Forum selection clauses are very important because seemingly insignificant word choices can have a significant effect on where a lawsuit may be brought. Take for example the following two forum selection clauses:
“You hereby consent to the exclusive jurisdiction and venue of courts in Oregon in all disputes arising out of or relating to this agreement.”
“You hereby consent to the exclusive jurisdiction and venue of courts of Oregon in all disputes arising out of or relating to this agreement.”
Both clauses are exclusive – i.e., they both require that actions arising out of the agreement be brought in the designated forum. Additionally, both clauses designate the same forum – Oregon. In fact, the only difference is that the first clause designates “courts in Oregon,” and the second designates “courts of Oregon.” This may seem like an insignificant difference, but courts are likely to interpret these clauses very differently.

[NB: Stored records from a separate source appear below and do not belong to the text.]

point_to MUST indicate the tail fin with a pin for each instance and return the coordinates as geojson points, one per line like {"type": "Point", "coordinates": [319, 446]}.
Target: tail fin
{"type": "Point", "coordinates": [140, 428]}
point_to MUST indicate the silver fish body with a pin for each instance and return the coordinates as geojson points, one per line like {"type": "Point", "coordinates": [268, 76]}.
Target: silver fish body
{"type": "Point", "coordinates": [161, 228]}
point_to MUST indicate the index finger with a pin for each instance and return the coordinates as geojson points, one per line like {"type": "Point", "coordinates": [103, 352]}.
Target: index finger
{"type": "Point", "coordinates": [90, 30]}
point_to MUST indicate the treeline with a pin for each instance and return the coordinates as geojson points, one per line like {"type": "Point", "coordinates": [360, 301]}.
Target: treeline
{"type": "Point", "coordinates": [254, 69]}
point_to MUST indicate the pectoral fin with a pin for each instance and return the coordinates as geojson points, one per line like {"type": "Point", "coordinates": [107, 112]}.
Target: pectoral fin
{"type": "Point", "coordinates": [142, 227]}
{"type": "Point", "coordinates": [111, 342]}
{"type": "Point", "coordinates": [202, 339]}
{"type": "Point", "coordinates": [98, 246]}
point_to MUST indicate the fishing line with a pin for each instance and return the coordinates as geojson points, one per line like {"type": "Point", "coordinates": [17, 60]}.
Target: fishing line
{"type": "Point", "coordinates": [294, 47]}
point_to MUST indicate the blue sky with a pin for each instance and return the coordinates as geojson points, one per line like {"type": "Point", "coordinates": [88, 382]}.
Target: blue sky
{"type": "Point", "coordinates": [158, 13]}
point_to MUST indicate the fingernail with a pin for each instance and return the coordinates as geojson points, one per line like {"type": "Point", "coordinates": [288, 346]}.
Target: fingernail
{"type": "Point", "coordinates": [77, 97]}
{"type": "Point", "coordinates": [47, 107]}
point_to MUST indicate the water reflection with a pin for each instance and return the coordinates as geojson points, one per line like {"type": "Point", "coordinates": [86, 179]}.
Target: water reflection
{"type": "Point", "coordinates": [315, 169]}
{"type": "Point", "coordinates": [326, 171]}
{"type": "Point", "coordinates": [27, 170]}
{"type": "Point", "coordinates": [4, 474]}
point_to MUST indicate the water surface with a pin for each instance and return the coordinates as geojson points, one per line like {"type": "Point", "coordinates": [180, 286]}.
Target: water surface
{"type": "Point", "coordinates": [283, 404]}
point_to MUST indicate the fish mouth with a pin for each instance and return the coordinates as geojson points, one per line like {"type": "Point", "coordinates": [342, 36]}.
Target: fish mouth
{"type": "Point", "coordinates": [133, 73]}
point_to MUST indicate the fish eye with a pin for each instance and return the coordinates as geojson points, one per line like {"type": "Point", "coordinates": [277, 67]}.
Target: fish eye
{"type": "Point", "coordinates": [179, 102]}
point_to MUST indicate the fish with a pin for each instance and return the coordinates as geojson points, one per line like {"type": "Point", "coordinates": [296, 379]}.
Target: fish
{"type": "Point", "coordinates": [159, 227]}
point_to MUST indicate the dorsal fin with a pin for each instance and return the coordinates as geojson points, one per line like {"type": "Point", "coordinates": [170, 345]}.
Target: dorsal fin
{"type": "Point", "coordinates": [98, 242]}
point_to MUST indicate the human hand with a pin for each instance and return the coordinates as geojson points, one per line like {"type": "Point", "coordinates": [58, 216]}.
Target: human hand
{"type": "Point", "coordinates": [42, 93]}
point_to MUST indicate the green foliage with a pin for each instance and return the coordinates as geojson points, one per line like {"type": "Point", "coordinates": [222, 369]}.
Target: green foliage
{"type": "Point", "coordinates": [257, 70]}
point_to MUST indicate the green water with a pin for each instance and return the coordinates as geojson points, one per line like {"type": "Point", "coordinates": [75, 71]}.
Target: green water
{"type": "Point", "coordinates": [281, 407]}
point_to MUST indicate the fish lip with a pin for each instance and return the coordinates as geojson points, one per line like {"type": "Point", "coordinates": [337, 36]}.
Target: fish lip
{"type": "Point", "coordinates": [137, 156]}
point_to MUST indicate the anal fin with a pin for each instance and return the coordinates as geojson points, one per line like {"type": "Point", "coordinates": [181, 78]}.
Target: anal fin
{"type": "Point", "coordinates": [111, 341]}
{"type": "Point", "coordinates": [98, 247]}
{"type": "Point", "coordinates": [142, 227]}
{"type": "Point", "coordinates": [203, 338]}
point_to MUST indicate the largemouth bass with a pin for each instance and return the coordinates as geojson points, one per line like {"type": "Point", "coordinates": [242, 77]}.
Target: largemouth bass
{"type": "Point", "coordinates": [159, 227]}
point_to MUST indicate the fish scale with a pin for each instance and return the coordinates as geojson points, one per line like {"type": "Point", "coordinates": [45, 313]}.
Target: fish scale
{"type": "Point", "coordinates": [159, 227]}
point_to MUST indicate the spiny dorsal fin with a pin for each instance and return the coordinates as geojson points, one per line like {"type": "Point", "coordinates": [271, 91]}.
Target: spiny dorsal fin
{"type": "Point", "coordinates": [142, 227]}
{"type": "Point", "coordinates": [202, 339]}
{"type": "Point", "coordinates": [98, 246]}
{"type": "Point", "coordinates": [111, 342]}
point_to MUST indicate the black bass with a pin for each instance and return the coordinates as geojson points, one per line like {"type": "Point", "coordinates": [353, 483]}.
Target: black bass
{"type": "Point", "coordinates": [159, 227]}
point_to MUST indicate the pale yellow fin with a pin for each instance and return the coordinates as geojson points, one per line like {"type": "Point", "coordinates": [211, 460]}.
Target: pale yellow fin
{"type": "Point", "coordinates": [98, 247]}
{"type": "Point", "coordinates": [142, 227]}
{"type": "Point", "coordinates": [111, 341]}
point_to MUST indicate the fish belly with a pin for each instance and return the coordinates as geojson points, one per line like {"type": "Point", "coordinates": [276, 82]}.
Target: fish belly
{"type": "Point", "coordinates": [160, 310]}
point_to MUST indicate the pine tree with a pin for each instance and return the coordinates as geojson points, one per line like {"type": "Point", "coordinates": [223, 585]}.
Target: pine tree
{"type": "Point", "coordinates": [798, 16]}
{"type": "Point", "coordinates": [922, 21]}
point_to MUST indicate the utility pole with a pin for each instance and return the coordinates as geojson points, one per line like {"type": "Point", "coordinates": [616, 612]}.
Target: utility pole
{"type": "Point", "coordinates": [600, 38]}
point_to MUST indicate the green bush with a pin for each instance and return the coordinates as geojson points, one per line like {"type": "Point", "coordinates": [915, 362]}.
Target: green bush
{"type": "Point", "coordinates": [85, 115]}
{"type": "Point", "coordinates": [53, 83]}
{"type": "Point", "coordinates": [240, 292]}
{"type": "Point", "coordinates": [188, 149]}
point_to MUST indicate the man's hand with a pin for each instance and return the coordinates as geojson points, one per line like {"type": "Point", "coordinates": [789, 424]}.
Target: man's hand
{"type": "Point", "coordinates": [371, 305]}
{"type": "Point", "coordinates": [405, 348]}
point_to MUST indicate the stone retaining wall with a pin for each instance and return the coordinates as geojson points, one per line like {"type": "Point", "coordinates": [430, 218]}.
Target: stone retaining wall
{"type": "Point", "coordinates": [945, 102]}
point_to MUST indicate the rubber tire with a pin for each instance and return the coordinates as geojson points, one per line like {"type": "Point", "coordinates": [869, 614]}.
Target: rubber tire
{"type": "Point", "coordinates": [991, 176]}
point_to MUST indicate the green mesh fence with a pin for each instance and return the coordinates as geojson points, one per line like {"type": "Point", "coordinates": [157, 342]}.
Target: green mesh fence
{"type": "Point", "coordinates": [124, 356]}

The Ninth Circuit has held that a clause naming “courts in” a state includes both state and federal courts located within the state. In contrast, the Ninth Circuit has also held that a clause naming “courts of” a state includes only state courts in that state. With each holding, the Ninth Circuit reasoned that the word “in” imposes a geographic limitation, while the word “of” denotes that from which something proceeds. Accordingly, a clause referring to “courts of” a state refers only to courts that derive their power from the state – state courts only. In contrast, a clause referring to “courts in” a state includes both state and federal courts, because while a federal court derives its power from the federal government, it still sits “in” a state. Moreover, most other circuits follow a similar approach.
Therefore, it is critically important to review forum selection clauses carefully. Without a careful review and legal advice a party to a contract could give up its right to litigate a dispute in federal court.